Türk Bağımsızlık Savaşı’nın “Kızıl Elması” olan İzmir’in; 9 Eylül 1922’de kurtuluşu bağımsız bir Türk devleti kurulması yolunda önemli bir adım olmuştu.
Uzun savaş yıllarının ülke içinde yaratmış olduğu yıkım büyük olmuş, ülke iktisadi açıdan büyük bir darboğazın içine girmişti.
Mustafa Kemal Atatürk’ün önderliğinde ülke siyasi, sosyal ve iktisadi büyük bir dönüşüme hazırlanıyordu.
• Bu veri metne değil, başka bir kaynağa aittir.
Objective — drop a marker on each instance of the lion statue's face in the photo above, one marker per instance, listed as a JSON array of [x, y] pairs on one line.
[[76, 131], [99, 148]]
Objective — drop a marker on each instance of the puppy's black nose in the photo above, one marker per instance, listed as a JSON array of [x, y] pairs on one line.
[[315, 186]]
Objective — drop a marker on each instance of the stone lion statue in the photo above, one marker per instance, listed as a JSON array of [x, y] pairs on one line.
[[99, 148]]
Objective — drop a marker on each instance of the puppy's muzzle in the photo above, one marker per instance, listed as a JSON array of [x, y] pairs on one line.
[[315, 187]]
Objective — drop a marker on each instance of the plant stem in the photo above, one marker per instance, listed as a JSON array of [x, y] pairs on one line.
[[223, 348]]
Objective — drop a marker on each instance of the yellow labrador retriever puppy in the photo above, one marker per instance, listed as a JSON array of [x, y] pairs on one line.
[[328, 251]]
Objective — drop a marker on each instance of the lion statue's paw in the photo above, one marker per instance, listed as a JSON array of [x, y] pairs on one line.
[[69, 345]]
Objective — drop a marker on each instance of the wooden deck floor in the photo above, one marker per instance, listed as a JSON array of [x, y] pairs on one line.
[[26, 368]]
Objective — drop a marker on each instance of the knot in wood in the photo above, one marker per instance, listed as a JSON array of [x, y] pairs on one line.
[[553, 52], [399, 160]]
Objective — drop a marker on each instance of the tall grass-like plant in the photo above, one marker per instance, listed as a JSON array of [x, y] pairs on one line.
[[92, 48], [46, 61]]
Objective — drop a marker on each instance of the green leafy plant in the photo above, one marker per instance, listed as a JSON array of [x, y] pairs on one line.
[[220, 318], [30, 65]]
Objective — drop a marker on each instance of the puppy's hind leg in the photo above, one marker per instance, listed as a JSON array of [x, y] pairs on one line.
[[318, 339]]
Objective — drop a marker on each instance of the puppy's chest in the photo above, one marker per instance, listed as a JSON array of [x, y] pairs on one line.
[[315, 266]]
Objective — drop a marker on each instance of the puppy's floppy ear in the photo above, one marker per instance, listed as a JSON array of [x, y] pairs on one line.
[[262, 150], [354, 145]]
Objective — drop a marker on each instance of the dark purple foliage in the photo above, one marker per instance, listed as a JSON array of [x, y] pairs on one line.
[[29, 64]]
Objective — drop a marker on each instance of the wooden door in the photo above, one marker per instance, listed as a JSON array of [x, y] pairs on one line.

İktisadi alandaki dönüşümün temelleri 17 Şubat-4 Mart 1923 arasında İzmir’de toplanan iktisat kongresinde atıldı.
Tarihimize “İzmir İktisat Kongresi” olarak geçen kongrede Türk ekonomisi adına önemli kararlar alındı.
Mustafa Kemal Paşa’nın açılışını yaptığı kongre sürecinde bir de sergi açılması yönünde karar alınmıştı. Kongre açılış konuşmasından sonra sergi alanını ziyaret eden Gazi Mustafa Kemal Paşa, üretici ve zanaatkârları ayrı ayrı tebrik etmişti.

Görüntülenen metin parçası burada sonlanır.